Bulletins of the Green Sheet were initially for internal use only and exclusively included films approved by the PCA, but beginning in 1962 it appeared regularly in the periodical The Hollywood Reporter, while beginning in 1963 the Sheet began including films that didn't receive MPAA seals, which beginning in 1958 had made up a majority of all films released in the United States, which led many states to consider adopting mandatory ratings systems.

It is reasonable to suppose that the United States Film Production Code revisions of 1966, which created the label "SMA - Suggested for Mature Audiences," had the mature audience concept inspired by the application of the Green Sheet category MY (often expressed as MY-A). In addition, the original M rating (replaced by GP at the end of January, 1970) bore a resemblance to the green sheet category.

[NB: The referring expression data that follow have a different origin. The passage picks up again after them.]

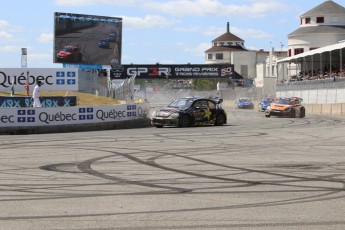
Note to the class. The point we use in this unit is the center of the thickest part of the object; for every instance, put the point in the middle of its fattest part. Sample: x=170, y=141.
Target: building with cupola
x=248, y=64
x=229, y=48
x=318, y=43
x=321, y=26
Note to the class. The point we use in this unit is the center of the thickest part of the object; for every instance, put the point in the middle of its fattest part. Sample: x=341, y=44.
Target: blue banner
x=53, y=101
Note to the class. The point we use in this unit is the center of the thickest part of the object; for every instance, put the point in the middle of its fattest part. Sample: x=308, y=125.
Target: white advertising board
x=59, y=79
x=14, y=117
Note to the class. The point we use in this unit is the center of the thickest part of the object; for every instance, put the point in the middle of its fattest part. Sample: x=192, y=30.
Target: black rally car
x=190, y=111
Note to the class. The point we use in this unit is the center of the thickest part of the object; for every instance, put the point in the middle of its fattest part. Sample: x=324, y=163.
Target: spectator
x=36, y=95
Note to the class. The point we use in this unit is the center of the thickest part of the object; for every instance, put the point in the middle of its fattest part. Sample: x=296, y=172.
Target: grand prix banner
x=52, y=79
x=173, y=71
x=14, y=117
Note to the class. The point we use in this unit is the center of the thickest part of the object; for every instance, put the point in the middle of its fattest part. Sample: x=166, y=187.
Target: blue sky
x=168, y=32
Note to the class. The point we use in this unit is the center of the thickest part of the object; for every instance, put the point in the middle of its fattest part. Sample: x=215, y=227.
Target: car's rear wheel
x=184, y=121
x=293, y=113
x=302, y=114
x=220, y=119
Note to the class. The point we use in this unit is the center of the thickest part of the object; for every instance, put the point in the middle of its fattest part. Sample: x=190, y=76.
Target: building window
x=299, y=51
x=219, y=56
x=320, y=20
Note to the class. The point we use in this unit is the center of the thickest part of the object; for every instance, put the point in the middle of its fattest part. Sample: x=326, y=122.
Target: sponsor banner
x=82, y=66
x=12, y=117
x=52, y=79
x=173, y=71
x=53, y=101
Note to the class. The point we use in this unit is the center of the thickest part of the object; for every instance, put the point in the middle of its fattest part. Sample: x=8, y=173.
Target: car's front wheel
x=220, y=119
x=184, y=121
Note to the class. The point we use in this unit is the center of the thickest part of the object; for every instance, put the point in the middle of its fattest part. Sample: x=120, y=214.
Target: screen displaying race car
x=190, y=111
x=87, y=39
x=264, y=103
x=286, y=107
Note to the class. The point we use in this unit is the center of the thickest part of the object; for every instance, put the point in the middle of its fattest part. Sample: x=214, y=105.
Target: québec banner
x=13, y=117
x=20, y=102
x=52, y=79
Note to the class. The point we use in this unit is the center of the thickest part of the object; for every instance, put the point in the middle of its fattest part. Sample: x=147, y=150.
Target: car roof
x=214, y=99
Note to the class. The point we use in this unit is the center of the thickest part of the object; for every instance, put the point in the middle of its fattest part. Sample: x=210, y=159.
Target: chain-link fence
x=326, y=91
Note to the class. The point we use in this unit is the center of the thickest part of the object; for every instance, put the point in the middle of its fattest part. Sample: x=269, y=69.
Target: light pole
x=24, y=65
x=24, y=57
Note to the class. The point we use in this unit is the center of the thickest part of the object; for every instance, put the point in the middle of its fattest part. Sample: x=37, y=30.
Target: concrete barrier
x=73, y=119
x=129, y=124
x=336, y=109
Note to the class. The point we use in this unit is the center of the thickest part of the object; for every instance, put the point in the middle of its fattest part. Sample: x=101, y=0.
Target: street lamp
x=24, y=57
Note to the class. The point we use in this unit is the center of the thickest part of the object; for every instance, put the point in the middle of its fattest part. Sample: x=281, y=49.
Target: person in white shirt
x=36, y=95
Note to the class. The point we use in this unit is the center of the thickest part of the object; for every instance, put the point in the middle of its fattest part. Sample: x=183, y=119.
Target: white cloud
x=79, y=3
x=209, y=31
x=250, y=33
x=198, y=50
x=5, y=35
x=46, y=37
x=149, y=21
x=217, y=31
x=214, y=8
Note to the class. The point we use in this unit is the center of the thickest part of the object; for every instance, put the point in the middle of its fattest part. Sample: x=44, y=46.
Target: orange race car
x=286, y=107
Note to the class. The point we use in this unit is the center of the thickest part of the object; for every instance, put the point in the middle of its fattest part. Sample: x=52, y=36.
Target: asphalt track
x=253, y=173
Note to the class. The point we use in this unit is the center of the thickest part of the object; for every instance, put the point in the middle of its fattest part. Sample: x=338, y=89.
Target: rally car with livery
x=286, y=107
x=190, y=111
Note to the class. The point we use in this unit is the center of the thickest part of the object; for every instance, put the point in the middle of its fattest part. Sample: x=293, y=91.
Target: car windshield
x=284, y=101
x=68, y=49
x=182, y=103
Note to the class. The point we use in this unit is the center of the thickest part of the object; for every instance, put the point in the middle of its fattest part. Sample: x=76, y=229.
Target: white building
x=249, y=64
x=321, y=27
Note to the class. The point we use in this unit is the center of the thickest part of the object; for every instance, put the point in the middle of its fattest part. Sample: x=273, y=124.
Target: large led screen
x=87, y=39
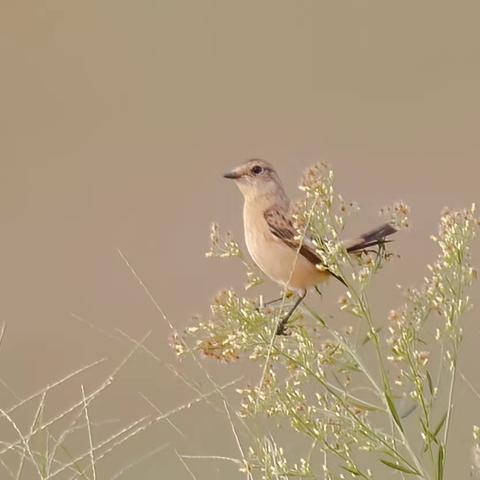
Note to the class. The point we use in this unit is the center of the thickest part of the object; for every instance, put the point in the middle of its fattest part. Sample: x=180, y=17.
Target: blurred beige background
x=118, y=119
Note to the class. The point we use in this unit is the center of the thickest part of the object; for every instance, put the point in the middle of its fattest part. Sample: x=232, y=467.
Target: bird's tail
x=372, y=238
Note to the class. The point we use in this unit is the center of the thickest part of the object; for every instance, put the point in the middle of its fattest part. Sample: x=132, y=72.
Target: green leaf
x=441, y=463
x=401, y=468
x=353, y=470
x=393, y=410
x=430, y=383
x=439, y=427
x=368, y=337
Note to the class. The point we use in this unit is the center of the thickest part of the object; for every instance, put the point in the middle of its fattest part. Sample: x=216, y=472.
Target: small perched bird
x=272, y=239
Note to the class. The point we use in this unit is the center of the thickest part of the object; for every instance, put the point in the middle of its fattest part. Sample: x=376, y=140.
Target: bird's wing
x=282, y=228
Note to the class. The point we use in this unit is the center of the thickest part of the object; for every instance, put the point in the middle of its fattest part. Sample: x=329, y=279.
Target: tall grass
x=373, y=400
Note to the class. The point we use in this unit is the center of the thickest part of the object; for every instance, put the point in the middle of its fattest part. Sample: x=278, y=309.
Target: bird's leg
x=281, y=328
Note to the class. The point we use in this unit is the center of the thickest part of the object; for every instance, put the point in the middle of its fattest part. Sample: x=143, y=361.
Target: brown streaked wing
x=282, y=227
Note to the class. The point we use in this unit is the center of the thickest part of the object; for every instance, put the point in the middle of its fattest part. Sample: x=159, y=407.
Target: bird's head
x=256, y=178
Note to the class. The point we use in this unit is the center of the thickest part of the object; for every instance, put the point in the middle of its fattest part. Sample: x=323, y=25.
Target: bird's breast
x=276, y=259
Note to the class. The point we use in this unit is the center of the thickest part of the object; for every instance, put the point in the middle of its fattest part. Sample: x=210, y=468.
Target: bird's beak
x=233, y=175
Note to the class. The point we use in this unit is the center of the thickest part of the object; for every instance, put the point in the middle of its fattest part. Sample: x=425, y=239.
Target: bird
x=276, y=247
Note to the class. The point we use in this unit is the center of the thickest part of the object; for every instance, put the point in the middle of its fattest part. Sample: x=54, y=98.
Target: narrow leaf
x=401, y=468
x=441, y=462
x=393, y=410
x=430, y=383
x=439, y=427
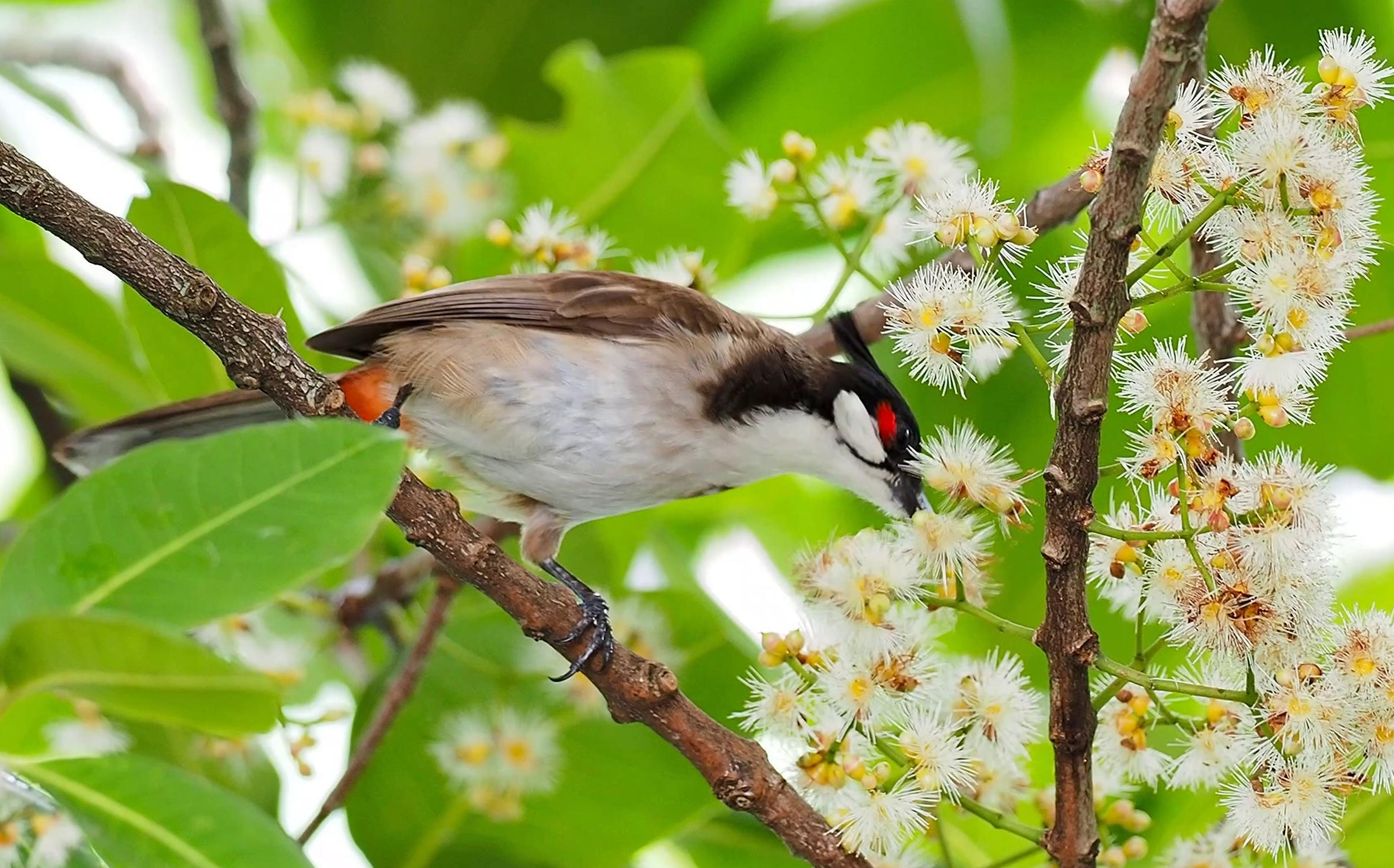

The MPAA effectively operated under a two-category classification system (either labeled SMA or containing no such label) from 1966 until Nov. 1, 1968 (when the official 4 category rating system was begun with the designations G, M, R, and X).

The Green Sheet advisory panel was not a part of the MPAA ratings board. Members could disagree on ratings, and the dissenting view could be listed in the bulletin. One instance included the film Support Your Local Sheriff, in which the appropriateness of "the cannon sequence" was at issue in provoking disagreement.

Some examples of late 1960s Green Sheet ratings include:
Chitty Chitty Bang Bang - C
Oliver! GA
Star! Y-MY-A
Anzio MY-A
Birds In Peru A

The recommendations were not necessarily made purely on the basis of the presence or basis of objectionable content, as a film such as 2001: A Space Odyssey could be designated as MY-A despite not having as much violent intensity as films such as Ice Station Zebra (Y-MY-A). There is not a clear match between MPAA ratings applied by CARA and the Green Sheet classifications. For example, G rated films like Popi or The Stalking Moon could receive Green Sheet designations as Mature or Adult films, while M or PG rated films such as The Lion in Winter could have Green Sheet designations suggesting appropriateness for young persons. There were also adult-classified Green Sheet entries that would receive G and M/PG equivalent ratings, such as Barbarella, which was rated PG in 1977.